DISSENTING OPINION BY

CAVANAUGH, J.:

¶ 1 This Dissenting Opinion is written in order to give expression to my noted dissent to a panel Order of this court entered February 13, 2003. It is inspired in part by reason of the fact that there are no appellate expressions relating to the subject provisions of the Abortion Control Act, 18 Pa.C.S.A. §§ 3201-3220.

History

¶ 2 This matter came before a judge of the Common Pleas Court of Philadelphia County pursuant to a petition filed on behalf of L.D.F., a minor. The petition was filed under 18 Pa.C.S.A. § 3206(c) wherein, under certain circumstances, a minor may petition to receive court consent to an abortion. The court, thereafter, entered an order denying the petition. Since the matter was heard without a court reporter’s presence to provide a transcript, the exact language of the hearing is not available to this court. In addition, since the court did not enter a formal order, counsel for the petitioner prepared a statement in lieu of transcript and record which the *719court filed and approved under date of 2/10/03. In that statement, the court added, in handwriting, her reasons for refusal to sign the consent order, to wit, “because of the late state of the pregnancy” and affixed her initials thereto. At the hearing before the trial court, there was no finding by the court as to the maturity of L.D.F. Nevertheless, the majority has inferred that L.D.F. was sufficiently mature to consent on her own to the abortion.

Statutory Provisions

¶ 3 The judicial obligations under § 3206(c) are not clear. On the one hand, it can be read as a provision which requires the court to determine if the child is sufficiently mature to give informed consent to an abortion and, thereafter, obliges the court, in the role of loco parentis, to enter an order authorizing or refusing the abortion.
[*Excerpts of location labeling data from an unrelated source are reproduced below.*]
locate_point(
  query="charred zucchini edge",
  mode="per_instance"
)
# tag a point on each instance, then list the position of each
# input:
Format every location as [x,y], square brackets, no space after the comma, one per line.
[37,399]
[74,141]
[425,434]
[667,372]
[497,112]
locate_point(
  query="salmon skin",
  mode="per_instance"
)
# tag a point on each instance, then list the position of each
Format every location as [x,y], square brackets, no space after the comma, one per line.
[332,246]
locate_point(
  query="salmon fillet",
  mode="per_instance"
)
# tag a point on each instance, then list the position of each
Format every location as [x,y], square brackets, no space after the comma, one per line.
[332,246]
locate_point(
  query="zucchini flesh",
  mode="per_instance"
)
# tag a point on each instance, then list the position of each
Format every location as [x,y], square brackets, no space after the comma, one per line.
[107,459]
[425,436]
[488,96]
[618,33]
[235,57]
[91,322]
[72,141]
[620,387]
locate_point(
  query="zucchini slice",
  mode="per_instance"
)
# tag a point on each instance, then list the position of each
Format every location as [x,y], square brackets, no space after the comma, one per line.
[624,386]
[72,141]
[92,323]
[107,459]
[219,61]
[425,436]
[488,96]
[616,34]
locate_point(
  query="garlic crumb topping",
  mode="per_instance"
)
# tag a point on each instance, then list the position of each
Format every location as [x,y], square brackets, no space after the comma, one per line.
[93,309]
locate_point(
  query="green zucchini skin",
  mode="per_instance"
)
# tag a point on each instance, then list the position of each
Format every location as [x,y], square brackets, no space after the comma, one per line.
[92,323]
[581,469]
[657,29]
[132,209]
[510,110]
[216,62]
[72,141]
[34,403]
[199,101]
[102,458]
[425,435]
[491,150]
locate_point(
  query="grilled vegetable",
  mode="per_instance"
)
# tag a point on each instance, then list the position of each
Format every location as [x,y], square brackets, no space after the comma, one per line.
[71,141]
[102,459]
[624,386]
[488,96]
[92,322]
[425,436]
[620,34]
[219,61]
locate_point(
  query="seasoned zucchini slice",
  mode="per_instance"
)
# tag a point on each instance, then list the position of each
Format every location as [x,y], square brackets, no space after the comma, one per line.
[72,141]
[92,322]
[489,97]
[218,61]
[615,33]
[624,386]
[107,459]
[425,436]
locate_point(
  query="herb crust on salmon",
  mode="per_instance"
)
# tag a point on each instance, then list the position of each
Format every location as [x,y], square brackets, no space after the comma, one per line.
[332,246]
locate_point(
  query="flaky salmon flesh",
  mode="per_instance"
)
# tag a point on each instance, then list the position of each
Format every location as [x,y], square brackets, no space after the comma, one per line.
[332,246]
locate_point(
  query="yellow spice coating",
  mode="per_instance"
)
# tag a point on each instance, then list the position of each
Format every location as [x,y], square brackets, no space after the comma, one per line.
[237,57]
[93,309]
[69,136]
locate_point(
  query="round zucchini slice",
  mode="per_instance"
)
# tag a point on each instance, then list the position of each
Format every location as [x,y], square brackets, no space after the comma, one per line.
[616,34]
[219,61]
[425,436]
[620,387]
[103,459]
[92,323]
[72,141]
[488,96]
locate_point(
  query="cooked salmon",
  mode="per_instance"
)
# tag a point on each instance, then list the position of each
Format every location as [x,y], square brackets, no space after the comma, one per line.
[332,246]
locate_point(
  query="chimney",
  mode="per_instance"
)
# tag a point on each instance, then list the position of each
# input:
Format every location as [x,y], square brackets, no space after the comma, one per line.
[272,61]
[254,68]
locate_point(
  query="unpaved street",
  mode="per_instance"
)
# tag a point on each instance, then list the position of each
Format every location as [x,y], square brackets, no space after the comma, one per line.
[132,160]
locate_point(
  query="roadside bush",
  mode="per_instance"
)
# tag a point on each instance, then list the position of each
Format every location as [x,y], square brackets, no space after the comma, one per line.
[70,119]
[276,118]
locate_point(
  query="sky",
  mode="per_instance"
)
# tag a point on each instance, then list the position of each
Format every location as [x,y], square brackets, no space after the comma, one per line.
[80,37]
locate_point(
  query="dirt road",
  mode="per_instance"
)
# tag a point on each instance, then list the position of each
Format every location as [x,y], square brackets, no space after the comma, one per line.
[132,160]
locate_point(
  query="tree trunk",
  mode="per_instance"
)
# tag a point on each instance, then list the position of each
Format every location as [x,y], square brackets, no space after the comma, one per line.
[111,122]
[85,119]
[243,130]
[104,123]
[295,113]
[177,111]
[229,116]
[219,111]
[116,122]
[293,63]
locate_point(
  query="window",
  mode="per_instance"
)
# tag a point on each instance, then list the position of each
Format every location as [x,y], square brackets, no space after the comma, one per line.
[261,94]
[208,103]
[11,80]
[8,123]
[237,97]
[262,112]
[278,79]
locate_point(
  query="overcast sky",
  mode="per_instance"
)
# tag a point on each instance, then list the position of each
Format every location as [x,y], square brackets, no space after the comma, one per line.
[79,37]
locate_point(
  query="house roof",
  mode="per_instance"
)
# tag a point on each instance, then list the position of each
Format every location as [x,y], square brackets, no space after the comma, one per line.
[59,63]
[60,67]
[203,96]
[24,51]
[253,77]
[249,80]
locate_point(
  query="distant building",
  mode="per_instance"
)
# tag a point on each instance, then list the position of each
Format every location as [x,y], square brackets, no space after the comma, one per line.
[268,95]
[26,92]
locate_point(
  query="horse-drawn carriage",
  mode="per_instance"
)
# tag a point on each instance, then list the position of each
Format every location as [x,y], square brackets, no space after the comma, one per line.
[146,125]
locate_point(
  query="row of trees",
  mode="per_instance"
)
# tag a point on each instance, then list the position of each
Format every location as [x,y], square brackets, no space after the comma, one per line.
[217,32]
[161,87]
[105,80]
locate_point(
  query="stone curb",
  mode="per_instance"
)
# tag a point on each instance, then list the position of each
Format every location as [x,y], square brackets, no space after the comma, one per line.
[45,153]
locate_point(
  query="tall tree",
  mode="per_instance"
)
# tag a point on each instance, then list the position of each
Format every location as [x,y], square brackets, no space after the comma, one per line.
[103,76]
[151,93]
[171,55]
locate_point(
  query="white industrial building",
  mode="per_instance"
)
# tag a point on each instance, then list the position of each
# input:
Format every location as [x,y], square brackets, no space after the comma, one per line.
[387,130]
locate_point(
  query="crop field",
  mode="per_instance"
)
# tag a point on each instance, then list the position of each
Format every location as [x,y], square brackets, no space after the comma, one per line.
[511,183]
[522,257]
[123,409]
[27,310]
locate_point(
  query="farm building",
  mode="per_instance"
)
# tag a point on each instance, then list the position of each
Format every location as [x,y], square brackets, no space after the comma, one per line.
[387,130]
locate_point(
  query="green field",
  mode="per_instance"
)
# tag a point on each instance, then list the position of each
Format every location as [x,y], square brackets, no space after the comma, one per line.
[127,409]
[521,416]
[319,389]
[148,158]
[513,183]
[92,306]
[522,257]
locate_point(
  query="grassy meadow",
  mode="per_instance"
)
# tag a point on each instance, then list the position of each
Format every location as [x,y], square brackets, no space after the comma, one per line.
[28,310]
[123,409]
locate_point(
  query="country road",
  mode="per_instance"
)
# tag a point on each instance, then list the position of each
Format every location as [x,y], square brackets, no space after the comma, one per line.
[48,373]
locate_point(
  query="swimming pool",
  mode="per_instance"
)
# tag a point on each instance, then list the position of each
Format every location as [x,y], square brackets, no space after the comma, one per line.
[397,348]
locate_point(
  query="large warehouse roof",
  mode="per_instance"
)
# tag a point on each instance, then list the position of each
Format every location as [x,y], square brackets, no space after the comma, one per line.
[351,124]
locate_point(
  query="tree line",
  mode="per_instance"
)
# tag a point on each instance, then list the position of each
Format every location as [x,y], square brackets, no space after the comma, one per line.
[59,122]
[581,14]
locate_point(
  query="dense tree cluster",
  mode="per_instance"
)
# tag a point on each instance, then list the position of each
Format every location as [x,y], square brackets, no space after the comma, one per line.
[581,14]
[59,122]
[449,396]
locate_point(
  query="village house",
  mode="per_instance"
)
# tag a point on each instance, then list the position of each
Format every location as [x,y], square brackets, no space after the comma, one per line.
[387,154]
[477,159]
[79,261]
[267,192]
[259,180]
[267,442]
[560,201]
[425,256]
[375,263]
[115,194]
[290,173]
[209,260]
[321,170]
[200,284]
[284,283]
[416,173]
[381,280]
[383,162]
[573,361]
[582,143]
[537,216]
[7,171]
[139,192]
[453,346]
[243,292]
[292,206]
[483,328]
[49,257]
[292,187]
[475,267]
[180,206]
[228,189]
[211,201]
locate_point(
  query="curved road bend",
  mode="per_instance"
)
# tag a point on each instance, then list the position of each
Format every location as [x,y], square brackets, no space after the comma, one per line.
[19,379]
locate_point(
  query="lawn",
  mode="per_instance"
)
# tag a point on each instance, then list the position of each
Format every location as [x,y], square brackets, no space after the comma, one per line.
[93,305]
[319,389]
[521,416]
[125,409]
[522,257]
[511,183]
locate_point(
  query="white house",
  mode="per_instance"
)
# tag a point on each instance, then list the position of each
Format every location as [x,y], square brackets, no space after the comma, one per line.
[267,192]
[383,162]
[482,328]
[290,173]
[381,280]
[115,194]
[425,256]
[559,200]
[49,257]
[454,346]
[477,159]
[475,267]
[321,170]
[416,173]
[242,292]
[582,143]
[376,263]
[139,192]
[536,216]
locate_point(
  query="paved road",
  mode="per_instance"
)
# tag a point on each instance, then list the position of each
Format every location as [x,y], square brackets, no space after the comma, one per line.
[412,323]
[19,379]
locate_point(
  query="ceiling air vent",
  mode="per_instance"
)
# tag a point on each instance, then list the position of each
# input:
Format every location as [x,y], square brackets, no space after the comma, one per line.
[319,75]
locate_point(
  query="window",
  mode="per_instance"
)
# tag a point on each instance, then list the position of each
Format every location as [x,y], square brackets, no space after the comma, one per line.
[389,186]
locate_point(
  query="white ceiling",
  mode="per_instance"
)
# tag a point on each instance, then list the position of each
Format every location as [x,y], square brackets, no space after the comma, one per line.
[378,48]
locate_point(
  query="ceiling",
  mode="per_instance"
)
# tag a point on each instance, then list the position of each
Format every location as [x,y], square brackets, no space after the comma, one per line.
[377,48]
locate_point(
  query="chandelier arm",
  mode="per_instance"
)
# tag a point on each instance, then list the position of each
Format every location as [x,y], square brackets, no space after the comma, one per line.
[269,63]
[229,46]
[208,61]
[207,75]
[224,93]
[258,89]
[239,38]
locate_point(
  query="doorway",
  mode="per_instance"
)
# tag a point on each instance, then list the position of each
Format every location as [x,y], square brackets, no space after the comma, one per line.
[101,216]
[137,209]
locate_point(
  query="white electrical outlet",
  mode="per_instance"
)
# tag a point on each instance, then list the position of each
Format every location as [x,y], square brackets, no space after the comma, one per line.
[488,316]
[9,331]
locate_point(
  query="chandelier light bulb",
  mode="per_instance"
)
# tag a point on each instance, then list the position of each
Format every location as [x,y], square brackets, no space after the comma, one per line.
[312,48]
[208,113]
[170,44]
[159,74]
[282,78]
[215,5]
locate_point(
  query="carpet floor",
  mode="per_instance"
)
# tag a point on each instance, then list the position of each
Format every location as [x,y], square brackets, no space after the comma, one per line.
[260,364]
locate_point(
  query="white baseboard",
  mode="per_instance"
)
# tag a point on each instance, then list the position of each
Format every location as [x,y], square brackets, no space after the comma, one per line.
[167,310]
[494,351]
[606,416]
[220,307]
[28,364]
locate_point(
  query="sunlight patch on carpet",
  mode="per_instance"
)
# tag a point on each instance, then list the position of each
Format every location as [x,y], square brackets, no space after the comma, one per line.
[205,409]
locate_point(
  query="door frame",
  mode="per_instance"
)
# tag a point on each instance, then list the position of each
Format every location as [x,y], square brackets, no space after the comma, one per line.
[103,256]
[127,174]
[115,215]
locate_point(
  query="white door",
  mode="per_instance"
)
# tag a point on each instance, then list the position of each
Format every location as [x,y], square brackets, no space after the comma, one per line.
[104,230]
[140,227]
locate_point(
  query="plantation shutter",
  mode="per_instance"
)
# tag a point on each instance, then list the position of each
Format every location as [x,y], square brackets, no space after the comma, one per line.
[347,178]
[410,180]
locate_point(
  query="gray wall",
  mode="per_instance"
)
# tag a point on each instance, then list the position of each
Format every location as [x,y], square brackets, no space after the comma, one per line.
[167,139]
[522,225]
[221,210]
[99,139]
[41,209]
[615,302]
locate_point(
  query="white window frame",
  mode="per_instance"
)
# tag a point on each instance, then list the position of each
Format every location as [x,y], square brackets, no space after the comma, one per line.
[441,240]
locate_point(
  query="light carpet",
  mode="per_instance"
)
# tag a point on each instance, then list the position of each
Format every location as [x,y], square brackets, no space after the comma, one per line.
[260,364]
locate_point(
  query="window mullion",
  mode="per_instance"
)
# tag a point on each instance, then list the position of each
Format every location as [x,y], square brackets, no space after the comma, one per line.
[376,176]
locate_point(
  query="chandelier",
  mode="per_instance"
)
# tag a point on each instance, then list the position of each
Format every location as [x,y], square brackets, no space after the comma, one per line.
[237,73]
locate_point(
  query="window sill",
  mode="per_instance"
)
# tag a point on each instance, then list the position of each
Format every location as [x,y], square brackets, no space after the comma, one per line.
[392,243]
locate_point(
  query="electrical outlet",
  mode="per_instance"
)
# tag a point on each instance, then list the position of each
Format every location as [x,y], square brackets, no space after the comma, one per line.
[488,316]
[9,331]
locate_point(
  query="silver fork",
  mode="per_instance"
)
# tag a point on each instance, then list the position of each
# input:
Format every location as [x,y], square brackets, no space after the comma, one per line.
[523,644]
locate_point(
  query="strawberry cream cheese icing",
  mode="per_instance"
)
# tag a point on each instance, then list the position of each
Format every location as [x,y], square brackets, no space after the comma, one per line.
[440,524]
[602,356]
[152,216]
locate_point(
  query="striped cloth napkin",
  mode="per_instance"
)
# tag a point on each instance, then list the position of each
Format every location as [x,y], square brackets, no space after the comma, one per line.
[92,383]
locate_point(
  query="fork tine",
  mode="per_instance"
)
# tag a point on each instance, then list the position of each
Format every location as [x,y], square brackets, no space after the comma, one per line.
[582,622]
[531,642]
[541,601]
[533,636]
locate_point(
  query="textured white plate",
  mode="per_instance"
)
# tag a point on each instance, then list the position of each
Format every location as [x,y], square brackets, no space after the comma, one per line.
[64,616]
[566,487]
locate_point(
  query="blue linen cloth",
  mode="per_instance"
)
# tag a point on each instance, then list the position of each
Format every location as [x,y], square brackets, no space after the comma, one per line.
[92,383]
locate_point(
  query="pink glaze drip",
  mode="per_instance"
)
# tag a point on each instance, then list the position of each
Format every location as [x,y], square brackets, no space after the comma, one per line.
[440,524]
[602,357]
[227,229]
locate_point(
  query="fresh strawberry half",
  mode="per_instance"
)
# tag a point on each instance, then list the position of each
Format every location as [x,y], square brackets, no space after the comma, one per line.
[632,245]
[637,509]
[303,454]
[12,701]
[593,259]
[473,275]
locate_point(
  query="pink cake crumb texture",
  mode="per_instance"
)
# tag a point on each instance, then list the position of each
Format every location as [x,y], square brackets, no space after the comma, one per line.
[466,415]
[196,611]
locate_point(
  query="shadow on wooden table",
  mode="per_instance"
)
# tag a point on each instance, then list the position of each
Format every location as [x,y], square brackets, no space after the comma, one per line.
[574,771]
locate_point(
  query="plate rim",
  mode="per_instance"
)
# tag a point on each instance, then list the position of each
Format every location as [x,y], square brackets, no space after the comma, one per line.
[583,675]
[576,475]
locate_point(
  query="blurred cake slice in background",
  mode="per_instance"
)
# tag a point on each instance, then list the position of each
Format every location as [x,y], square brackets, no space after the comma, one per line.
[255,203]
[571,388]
¶ 4 On the other hand, the provision may be read as simply providing that the court should determine whether or not the child is sufficiently mature to make her own decision. The majority has obviously read this provision in the latter sense since it, on its own, makes a fact finding that L.D.F. is sufficiently mature to consent to the abortion and, thereafter, gratuitously enters an order by this court authorizing the abortion. If the majority’s interpretation of subsection (c) is correct, it does two things which are, in my opinion, incorrect under the law. First, it infers that the trial court found maturity when there' is no evidence whatsoever upon which to base this inference. Secondly, the majority enters an authorizing order in the face of denial by the trial court of such an order and under circumstances where there is no provision for the entry of an order by an appeals court since we are only reviewing the actions of a trial court.5

¶ 5 Rather, I would read the trial court’s action as having been pursuant to § 3206(d) which provides that the court may determine that the child is not mature and capable of giving informed consent and further determines that the abortion would not be in her best interests. I would, therefore, affirm the denial of the petition to approve the abortion.

Prudential Considerations

¶ 6 Several comments concerning these procedures are pertinent. First, it is reasonable that there would not be a transcript of the trial court proceedings nor a detailed, reasoned court order prepared by the trial court. These jurisdictional prudential efficacies are dictated by the confidentiality and obvious temporal features of such proceedings.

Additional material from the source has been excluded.